What Do Gifted Children Need Clinicians To Know?
Gifted children need a careful evaluation of their strengths and weaknesses, a profile of how they function in different situations, including in the clinician’s office. Care must be taken to ascertain what the home environment is like because for some gifted children, symptoms of ADHD are masked at home. The child is able to spend the majority of time doing self-selected activities, high in interest or stimulation (such as computer games), and little else is demanded. Thus, parents may not see ADHD symptoms at home. Symptoms may be more evident in community activities such as sports, church or after school group activities. Input from the school is needed, especially the circumstances under which symptoms are most and least marked.
Like other children with ADHD, gifted children with ADHD can focus on material of interest, material that is highly stimulating, novel material, and material that is personally relevant (Brown, Reichel & Quinlan 2011; Lovecky, 2004). Their school performance is erratic as tasks fluctuate in these elements. At home they can hyperfocus on tasks of their own choosing for hours (Kalbfleisch 2000, cited in Kaufman et al. 2000). Thus, evaluating the child on tasks that other gifted children can perform but are moderately boring is necessary.
It is especially important to look at the underlying demands of tasks that the gifted child is not performing. Gifted children with ADHD often say that they could do tasks if they wanted to, but choose not to do them (including written work and homework). They say the work is too boring, and that they will only do “challenging” work they like (they define what is challenging). They say they already know all the work, so why do it? They also refuse to do tasks they consider “babyish,” even if other gifted children will do these tasks. Underneath these justifications are often hidden deficits in attention and executive functions that make schoolwork difficult to produce. “Can’t do” and “won’t do” can be tied together for gifted children with ADHD. Also, the low level of intellectual stimulation in the average classroom makes it difficult for gifted children with ADHD to focus on these less stimulating tasks (Lovecky, 2004).
To diagnose ADHD in gifted children, detailed developmental, behavioral and school histories, behavioral observations over several sessions, having the child participate in both challenging and boring activities in the clinician’s office, and formal assessments provide valuable information on what may be underlying the child’s issues.
Gifted children deserve a good analysis of why they are having problems in school and/or at home.
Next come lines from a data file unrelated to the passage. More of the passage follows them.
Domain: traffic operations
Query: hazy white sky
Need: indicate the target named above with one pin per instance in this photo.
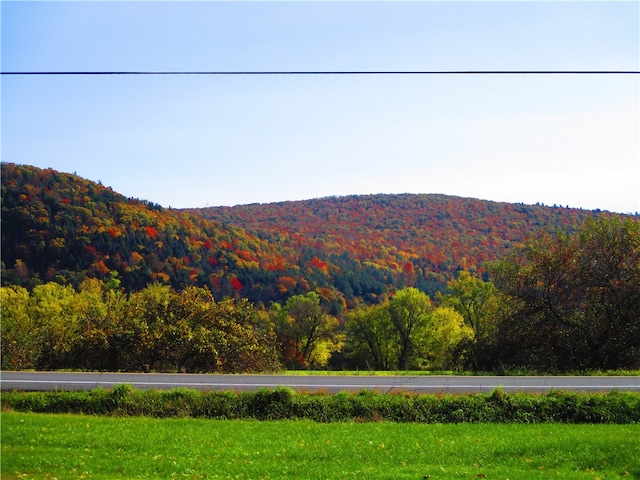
(193, 141)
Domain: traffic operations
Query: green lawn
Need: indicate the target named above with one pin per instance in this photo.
(72, 446)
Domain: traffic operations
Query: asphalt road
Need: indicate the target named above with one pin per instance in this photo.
(40, 381)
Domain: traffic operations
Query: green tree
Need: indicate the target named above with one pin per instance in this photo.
(372, 338)
(20, 346)
(575, 300)
(478, 303)
(52, 308)
(410, 314)
(447, 330)
(306, 333)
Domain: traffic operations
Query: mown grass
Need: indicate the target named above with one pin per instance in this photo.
(469, 373)
(75, 446)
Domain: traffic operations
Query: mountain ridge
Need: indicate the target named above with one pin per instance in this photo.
(349, 249)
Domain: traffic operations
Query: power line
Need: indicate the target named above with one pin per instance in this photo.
(342, 72)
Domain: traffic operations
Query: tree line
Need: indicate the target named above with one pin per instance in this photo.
(560, 303)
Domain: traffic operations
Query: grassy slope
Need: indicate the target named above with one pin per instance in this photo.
(71, 446)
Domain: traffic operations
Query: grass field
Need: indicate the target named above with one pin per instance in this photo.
(73, 446)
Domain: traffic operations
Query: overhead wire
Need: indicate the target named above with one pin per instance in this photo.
(337, 72)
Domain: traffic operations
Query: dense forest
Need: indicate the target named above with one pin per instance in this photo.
(94, 280)
(60, 227)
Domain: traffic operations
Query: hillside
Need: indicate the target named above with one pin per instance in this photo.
(57, 226)
(409, 239)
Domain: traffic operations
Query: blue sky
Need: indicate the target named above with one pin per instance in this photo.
(195, 141)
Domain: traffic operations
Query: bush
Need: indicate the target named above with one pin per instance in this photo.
(365, 406)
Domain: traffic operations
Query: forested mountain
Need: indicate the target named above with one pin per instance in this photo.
(57, 226)
(363, 245)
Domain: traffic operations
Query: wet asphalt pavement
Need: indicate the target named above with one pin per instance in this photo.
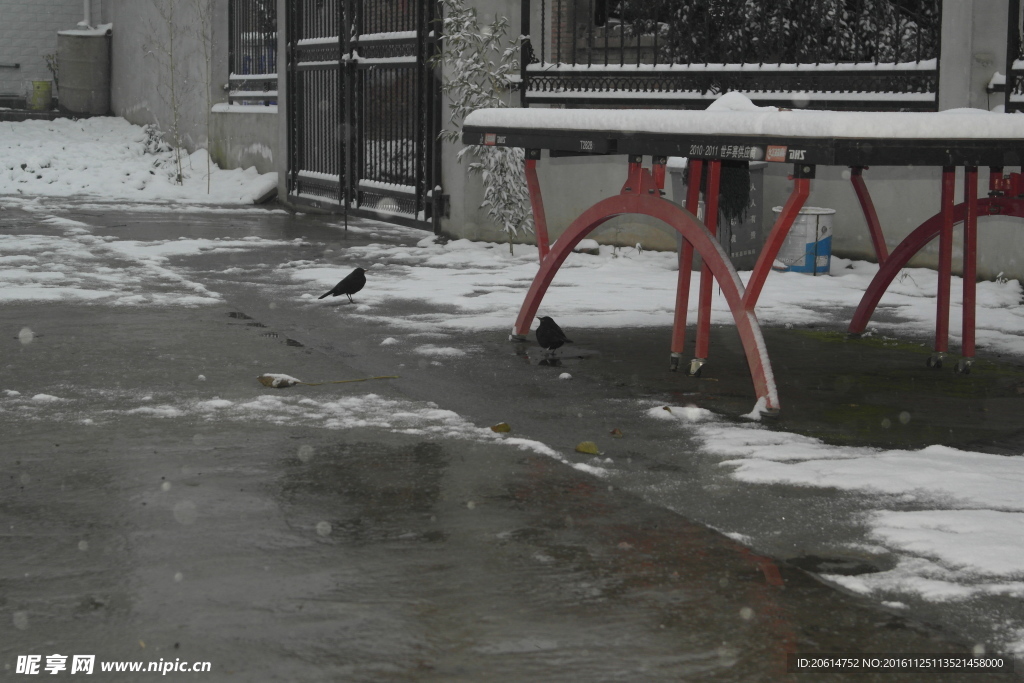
(297, 552)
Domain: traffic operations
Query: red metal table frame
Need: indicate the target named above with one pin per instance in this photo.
(641, 194)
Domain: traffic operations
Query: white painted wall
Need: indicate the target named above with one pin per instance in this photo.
(28, 33)
(141, 79)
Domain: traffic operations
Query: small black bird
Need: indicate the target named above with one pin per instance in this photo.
(352, 283)
(549, 335)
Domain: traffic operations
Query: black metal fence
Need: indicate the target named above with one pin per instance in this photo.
(1014, 86)
(364, 108)
(253, 51)
(835, 53)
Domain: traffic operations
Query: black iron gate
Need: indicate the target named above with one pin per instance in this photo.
(364, 109)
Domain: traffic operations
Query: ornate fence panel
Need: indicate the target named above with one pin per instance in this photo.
(364, 109)
(1015, 58)
(876, 54)
(253, 51)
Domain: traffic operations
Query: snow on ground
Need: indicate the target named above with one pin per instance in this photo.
(107, 157)
(624, 288)
(965, 537)
(962, 539)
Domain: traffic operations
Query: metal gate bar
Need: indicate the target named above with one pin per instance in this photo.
(365, 109)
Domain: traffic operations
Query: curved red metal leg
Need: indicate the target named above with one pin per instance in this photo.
(970, 258)
(704, 300)
(685, 265)
(537, 204)
(945, 261)
(870, 215)
(706, 245)
(912, 244)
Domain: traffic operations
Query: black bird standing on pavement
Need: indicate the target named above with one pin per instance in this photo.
(351, 284)
(549, 335)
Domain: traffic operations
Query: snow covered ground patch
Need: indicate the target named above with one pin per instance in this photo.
(109, 158)
(958, 526)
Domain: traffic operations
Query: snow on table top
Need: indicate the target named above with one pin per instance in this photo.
(733, 116)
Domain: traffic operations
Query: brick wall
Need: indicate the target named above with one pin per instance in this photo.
(28, 33)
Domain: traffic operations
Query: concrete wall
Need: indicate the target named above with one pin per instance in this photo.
(141, 80)
(28, 33)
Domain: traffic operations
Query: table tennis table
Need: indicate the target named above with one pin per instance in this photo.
(805, 139)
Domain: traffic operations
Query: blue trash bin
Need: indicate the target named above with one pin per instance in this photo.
(808, 247)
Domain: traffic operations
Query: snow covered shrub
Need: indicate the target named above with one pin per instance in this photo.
(481, 65)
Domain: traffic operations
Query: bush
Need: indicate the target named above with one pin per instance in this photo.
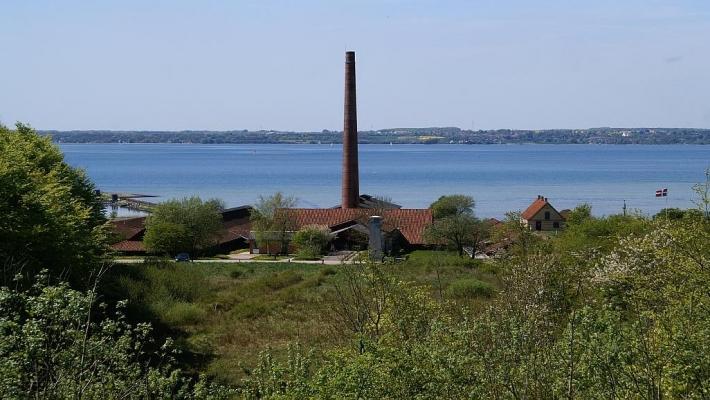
(182, 313)
(469, 288)
(51, 350)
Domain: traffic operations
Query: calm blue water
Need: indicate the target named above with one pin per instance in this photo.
(500, 177)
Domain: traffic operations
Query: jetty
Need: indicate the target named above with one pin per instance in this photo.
(131, 201)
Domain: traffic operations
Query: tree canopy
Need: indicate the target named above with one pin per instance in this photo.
(273, 222)
(455, 224)
(185, 225)
(51, 217)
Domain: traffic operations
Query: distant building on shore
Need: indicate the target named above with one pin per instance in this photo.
(361, 221)
(542, 216)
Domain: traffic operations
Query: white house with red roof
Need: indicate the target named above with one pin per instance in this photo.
(542, 216)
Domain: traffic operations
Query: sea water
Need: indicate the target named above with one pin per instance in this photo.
(500, 178)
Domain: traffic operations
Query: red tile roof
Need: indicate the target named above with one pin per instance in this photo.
(410, 222)
(535, 208)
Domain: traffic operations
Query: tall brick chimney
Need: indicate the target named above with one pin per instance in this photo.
(351, 179)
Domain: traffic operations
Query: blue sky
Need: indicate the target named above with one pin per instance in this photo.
(217, 65)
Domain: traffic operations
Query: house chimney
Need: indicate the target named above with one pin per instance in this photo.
(376, 239)
(351, 180)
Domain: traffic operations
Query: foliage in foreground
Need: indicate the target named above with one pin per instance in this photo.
(56, 344)
(631, 323)
(51, 217)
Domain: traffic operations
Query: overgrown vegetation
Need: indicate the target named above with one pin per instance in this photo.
(613, 307)
(51, 217)
(184, 225)
(226, 314)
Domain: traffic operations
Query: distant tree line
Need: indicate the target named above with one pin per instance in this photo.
(399, 136)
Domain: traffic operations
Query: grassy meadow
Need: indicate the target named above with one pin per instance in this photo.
(223, 314)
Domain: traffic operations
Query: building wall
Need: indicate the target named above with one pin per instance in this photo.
(547, 225)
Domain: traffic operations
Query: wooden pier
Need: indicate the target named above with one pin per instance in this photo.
(130, 201)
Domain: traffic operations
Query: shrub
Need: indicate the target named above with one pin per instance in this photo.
(469, 288)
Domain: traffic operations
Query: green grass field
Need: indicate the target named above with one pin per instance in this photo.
(225, 314)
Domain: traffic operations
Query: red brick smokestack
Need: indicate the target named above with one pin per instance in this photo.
(351, 179)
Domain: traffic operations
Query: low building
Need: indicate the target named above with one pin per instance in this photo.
(129, 232)
(402, 229)
(542, 216)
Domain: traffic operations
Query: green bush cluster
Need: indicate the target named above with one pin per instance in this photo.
(627, 322)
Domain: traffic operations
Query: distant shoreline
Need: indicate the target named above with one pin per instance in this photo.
(398, 136)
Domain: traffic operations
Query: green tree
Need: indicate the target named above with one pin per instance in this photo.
(273, 221)
(451, 205)
(185, 225)
(311, 241)
(51, 217)
(455, 224)
(57, 343)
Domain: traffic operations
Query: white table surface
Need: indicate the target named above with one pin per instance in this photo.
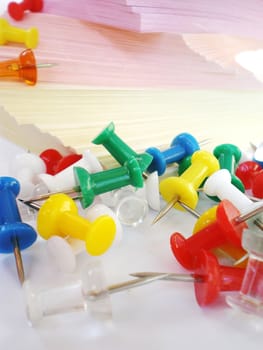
(158, 315)
(162, 315)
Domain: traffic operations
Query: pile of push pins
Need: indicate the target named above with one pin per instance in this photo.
(24, 67)
(78, 205)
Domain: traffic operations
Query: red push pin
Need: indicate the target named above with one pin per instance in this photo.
(16, 10)
(227, 228)
(23, 68)
(246, 171)
(56, 162)
(209, 278)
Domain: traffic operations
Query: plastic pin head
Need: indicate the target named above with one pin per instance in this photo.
(23, 68)
(14, 234)
(59, 216)
(16, 10)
Clinicians should recognize that for gifted children, the greater danger is not that they will be misdiagnosed, but that those with ADHD and other mental health disorders will not be diagnosed at all in the mistaken belief that all their negative behaviors can be attributed to their giftedness and boredom in school. By the time the symptoms become so overwhelming that the child is failing, it can be difficult to get the accommodations and remediations needed.
Clinicians also need to be aware that gifted children with ADHD, Asperger Syndrome and other mental disorders are as much in need of accommodations that build on their gifted abilities, as they need remediations that develop weaker areas. Gifted children and adolescents with ADHD, ASD, anxiety disorders, OCD, bipolar disorder, and learning disabilities are gifted and don’t lose the commonalities they have with gifted children who are not disabled. Clinicians need to be aware of those unique needs so they can help gifted children and adolescents develop their full potentials.